Chief Justice Yeboah said technology continued to be part and parcel of human life, adding that global changes in technology usage and digitalisation had reached a level those who paid lip service would be left behind.
“We at the judiciary and the judicial service are tapping into opportunities in ICT, especially through the e-Justice system, to enhance our work and to meet globally acceptable standards.”
The Chief Justice who administered on the Magistrates three oaths namely Oath of Allegiance, Judicial oath and Oath of Secrecy, told them that the oaths indicated a call to duty and they ought to play their part effectively in the country’s justice dispensation.
He told the magistrates that their actions should reflect fairness and equity to all manner of persons who appear before them, adding, the role of the bench in maintaining the sanctity of society could not be overemphasised.

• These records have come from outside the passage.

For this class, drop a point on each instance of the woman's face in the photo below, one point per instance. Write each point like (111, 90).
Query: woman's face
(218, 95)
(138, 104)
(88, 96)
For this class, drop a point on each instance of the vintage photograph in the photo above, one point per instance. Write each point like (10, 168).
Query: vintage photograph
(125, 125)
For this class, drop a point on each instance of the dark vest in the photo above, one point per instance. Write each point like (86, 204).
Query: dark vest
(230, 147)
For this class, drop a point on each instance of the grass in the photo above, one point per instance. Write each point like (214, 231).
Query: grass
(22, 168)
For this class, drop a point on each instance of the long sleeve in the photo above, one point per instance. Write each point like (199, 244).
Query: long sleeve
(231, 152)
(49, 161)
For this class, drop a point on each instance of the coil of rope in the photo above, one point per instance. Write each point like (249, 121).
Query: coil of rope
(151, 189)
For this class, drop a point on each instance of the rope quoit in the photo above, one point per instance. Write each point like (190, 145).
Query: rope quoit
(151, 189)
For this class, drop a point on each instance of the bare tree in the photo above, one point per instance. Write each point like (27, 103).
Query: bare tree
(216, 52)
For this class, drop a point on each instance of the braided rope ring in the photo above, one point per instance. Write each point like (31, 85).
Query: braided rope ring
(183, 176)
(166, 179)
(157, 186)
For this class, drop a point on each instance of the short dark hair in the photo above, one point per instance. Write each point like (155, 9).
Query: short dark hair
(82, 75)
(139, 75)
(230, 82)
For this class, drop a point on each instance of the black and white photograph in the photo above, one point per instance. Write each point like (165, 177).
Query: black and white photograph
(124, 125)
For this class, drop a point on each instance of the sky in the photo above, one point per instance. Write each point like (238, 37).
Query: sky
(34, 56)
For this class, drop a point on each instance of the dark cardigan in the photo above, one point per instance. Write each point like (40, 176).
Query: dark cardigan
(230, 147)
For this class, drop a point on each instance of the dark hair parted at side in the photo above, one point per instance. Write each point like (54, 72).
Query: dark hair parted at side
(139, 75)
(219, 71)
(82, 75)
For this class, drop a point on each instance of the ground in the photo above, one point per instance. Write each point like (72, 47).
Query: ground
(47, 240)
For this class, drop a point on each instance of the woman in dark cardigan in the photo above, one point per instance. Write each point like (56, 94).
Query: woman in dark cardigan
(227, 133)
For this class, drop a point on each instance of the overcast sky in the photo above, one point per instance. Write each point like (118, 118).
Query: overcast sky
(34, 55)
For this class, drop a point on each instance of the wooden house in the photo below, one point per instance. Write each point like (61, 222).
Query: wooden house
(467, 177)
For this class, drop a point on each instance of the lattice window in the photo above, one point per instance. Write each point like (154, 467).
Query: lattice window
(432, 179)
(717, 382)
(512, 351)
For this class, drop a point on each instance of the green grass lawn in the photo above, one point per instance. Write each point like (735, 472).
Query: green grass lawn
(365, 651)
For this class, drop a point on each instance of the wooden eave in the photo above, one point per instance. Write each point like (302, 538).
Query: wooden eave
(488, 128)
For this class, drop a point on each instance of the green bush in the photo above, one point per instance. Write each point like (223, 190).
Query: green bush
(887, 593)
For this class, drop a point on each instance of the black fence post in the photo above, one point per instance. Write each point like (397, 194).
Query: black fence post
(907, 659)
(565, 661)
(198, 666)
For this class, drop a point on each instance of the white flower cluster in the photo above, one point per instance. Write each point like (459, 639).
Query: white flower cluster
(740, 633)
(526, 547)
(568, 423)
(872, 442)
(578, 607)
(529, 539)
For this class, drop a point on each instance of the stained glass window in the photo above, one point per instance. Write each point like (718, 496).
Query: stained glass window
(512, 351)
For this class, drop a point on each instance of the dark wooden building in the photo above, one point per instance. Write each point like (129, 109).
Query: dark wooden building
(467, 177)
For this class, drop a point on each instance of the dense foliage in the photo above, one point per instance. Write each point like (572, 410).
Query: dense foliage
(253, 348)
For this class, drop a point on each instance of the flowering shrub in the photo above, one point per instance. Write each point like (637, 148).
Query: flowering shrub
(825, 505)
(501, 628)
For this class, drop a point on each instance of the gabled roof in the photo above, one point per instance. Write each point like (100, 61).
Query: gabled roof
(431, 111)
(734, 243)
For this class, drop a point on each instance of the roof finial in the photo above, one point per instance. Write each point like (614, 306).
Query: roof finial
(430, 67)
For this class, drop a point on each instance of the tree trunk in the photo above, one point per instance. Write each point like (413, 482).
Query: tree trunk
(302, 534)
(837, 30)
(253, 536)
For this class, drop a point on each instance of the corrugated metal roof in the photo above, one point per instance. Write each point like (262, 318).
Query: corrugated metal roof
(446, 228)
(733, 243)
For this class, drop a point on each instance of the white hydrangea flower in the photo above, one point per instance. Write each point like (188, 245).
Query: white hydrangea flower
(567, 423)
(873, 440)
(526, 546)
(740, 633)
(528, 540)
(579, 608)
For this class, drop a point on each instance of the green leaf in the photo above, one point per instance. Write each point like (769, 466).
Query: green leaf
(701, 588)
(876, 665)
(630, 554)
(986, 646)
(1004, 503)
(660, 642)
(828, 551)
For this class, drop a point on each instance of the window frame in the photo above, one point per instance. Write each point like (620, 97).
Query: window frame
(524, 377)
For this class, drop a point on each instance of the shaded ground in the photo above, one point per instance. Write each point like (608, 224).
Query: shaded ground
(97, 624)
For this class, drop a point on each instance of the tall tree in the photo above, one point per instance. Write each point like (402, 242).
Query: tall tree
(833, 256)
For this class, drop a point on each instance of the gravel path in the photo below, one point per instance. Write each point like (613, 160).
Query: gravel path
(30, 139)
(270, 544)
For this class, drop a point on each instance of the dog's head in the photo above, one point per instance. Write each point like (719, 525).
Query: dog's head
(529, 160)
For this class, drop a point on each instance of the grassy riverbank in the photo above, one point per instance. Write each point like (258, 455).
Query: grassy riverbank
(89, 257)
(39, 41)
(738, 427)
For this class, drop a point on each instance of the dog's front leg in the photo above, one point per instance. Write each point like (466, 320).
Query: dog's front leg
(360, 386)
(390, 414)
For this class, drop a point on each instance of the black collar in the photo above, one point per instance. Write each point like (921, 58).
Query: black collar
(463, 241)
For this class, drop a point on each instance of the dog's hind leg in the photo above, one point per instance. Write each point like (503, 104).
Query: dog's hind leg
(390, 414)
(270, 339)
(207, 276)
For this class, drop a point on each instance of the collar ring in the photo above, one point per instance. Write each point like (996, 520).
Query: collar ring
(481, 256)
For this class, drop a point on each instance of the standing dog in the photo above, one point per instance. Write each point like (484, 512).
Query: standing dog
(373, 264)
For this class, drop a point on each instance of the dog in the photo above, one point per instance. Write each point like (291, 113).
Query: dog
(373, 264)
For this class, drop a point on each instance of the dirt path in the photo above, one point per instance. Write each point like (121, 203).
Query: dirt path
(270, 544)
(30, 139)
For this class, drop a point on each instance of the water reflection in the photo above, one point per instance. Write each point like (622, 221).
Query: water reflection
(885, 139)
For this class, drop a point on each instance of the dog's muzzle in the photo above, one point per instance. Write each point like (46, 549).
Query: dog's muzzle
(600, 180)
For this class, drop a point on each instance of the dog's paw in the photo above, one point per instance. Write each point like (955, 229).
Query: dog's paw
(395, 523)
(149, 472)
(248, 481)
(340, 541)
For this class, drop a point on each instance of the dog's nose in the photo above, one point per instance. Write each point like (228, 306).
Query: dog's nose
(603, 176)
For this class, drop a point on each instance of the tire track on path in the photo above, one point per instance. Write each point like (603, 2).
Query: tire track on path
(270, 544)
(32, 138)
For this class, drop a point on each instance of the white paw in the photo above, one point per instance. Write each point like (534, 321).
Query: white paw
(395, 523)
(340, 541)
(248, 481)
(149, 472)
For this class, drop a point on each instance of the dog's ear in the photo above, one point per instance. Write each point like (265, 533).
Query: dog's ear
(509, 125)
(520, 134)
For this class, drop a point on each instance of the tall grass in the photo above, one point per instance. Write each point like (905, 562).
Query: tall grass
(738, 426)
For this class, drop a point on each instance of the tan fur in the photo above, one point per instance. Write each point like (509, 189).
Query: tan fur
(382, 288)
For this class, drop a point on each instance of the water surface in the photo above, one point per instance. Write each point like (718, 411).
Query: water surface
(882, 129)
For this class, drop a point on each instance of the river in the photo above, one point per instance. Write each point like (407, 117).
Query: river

According to Chief Justice Yeboah, the Judiciary and the Judicial Service could be likened to a glue holding society together.
“It is in this regard that trust and confidence in the justice system are key in your rulings, especially, as most of the cases are initiated at the lower Court while the district Courts are the first point of call to majority of our citizens who seek court services.”
He said the judiciary must serve as a demotivation to people who would want to take the law into their hands.
“This is because we give them hope that their cases will see expeditious actions at the courts. We are under a heavy burden to promote the rule of law through our rulings.”
Chief Justice Yeboah said as magistrates, they were going to work with lawyers who were partners in justice delivery.
“Respect them but never fear them in the adjudicating process,” he added.
He further entreated the Magistrates to constantly read and research in order to keep pace with changes in adjudicating cases.
The Chief Justice said the Judicial Service would not leave them alone in their journey of personal development stressing that, “You should take advantage of every learning opportunity.”
Mrs Helen Zewu, Solicitor General who represented the Attorney General, Mr Godfred Yeboah Dame, urged the Magistrates to be prepared to use their expertise and rule of law to serve the country.
Mrs Zewu further tasked them to approach their career with dedication and protect the legitimate interest of litigants.
Mr Yaw Acheampong Boafo, National Secretary,Ghana Bar Association (GBA), congratulated the Magistrates on the assumption of their career path saying the nation, the GBA and others expect so much from them.
Mr Boafo said as Magistrates, their position came with power and authority and urged them to use their power to serve and not to abuse.
He further advised them to put up their best as the public would be judging them based on their decisions whether good or bad.
According to him, people would sometimes behave badly before them but they should restrain himself.
Justice Cynthia Pamela Addo, Judicial Secretary, noted that that commitment to duty and professional excellence on the part of the Magistrate had earned them their roles.
Justice Addo urged them to commit the three oaths they have sworn to their heart and mind and God would held them to deliver justice truthfully.
Mr. Dennis Eyram Fumey, a Magistrate, on behalf of his colleagues, pledged to dispense justice faithfully and honestly.
The Magistrates are Eric Oheneba Antwi-Boasiako, Isaac Osei Asare, Christiana Odarkor Bruce-Ashirifie, Cynthia Emefa Ohene, Maxwell Ofori Kpodo, Victoria Vera Akonu and William Ofori- Aboagye.